The top local congregations, known as transformational churches, measure favorably against the new scorecard or transformational loop. The loop consists of three categories with seven elements:
- Discern (1 element: missionary mentality)
- Embrace (3 elements: vibrant leadership, relational intentionality, and prayerful dependence)
- Engage (3 elements: worship: actively embrace Jesus, community: connect people with people, and mission: show Jesus through word and action)
While the graphic chosen for the loop shows a move from one to another of the categories, the authors indicate that congregations can and do begin at any point.

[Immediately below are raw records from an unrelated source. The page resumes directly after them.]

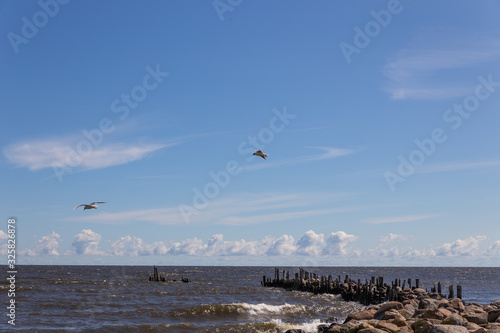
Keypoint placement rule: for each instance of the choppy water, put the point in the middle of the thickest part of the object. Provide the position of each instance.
(218, 299)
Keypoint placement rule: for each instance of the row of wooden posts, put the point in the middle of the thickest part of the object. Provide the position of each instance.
(156, 277)
(160, 277)
(372, 291)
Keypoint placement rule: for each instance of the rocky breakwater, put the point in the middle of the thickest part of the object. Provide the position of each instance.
(419, 311)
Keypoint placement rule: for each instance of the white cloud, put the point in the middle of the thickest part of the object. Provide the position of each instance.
(392, 237)
(311, 244)
(87, 242)
(73, 152)
(336, 243)
(47, 245)
(493, 250)
(283, 246)
(134, 246)
(466, 247)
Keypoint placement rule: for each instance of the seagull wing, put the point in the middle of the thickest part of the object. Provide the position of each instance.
(78, 206)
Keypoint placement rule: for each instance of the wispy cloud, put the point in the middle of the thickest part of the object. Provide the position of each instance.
(241, 209)
(416, 72)
(327, 153)
(397, 219)
(74, 152)
(433, 168)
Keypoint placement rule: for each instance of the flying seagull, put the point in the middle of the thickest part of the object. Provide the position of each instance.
(90, 205)
(260, 153)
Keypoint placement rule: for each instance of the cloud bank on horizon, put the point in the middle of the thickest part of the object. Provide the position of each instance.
(315, 248)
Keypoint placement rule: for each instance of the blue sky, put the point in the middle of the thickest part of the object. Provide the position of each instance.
(380, 120)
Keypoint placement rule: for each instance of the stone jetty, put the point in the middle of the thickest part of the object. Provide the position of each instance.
(421, 312)
(395, 308)
(373, 291)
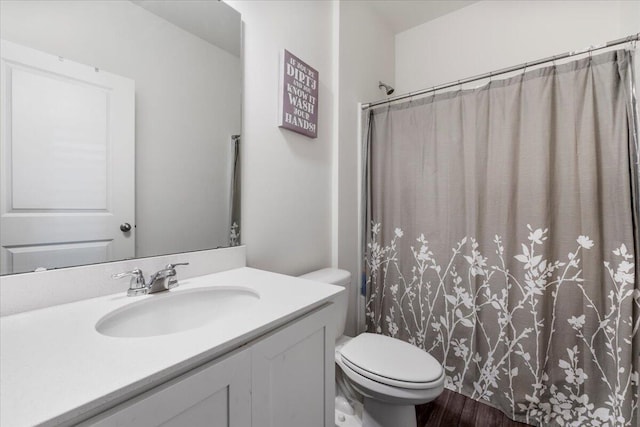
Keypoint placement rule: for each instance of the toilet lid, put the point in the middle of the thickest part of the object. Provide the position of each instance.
(381, 357)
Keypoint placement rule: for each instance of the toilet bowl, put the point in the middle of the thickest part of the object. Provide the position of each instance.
(390, 376)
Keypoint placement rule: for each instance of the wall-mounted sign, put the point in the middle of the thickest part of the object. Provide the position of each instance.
(298, 106)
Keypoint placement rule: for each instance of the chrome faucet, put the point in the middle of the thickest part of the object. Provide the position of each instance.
(161, 280)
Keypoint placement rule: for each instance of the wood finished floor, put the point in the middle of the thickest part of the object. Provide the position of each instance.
(455, 410)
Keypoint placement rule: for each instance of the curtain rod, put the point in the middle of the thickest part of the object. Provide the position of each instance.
(631, 38)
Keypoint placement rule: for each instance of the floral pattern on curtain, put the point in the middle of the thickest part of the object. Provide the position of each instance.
(502, 239)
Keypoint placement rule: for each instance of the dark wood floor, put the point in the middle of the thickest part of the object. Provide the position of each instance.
(455, 410)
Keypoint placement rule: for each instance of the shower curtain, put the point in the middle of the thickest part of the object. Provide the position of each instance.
(502, 239)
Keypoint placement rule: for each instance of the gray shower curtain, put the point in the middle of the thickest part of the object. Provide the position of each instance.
(502, 239)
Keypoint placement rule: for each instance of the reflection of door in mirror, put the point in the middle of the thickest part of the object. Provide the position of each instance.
(67, 142)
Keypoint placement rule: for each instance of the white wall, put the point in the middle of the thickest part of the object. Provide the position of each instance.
(366, 56)
(490, 35)
(182, 132)
(286, 177)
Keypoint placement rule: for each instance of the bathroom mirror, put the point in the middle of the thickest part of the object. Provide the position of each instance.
(183, 60)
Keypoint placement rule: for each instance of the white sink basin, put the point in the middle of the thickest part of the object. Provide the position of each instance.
(177, 311)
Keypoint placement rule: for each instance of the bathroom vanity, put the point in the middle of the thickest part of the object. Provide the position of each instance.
(262, 357)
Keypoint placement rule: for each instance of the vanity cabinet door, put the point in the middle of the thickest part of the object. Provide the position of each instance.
(293, 374)
(214, 395)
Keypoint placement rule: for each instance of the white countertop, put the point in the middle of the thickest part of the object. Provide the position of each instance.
(55, 367)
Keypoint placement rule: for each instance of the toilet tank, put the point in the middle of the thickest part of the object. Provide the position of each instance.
(338, 277)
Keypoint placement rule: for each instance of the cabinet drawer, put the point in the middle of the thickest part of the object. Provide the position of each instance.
(214, 395)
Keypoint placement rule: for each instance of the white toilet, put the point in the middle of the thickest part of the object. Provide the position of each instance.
(390, 375)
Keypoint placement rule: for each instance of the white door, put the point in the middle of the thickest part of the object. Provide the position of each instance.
(66, 162)
(293, 373)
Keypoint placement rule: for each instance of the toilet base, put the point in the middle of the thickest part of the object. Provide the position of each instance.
(379, 414)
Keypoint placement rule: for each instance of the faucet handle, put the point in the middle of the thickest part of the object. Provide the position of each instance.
(173, 266)
(172, 279)
(136, 284)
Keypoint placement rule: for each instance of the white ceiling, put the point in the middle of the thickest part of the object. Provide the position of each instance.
(212, 21)
(404, 14)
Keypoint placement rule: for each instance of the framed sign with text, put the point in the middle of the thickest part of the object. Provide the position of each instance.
(298, 105)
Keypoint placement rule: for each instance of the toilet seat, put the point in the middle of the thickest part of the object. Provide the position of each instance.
(391, 362)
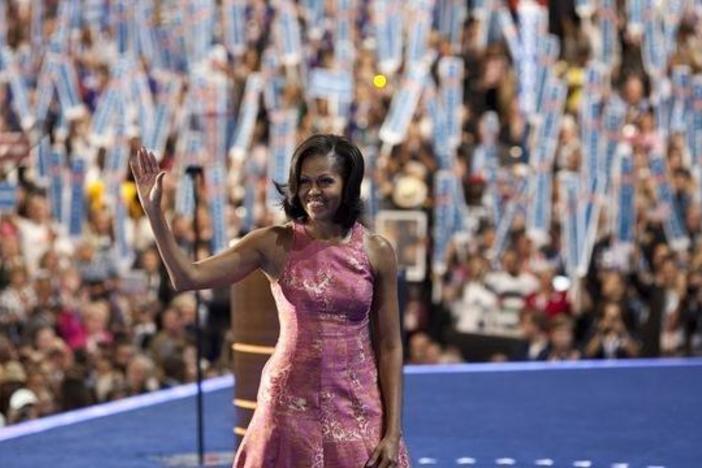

Transformational Church provides a helpful mix of statistics and stories that enable readers to visualize what each element might look like in their own ministry context. In the conclusion, Stetzer and Rainer sum the transformational work up with these words:
We must work for nothing less than the church’s mission to see people transformed to look like Christ, churches to act like the body of Christ, and communities changed to reflect the kingdom of God. The living goal of the church must be the living Christ alive in others (p.230).
So What?
How does your local congregation define success? Do you measure more than just bodies, budget and buildings? If so, what and how?
As you continue to refine your understanding of what success looks like and establish means to measure progress toward that goal, how do you ensure it becomes part of your congregational DNA?
Would you characterize your congregation as a transformational church? Why or why not?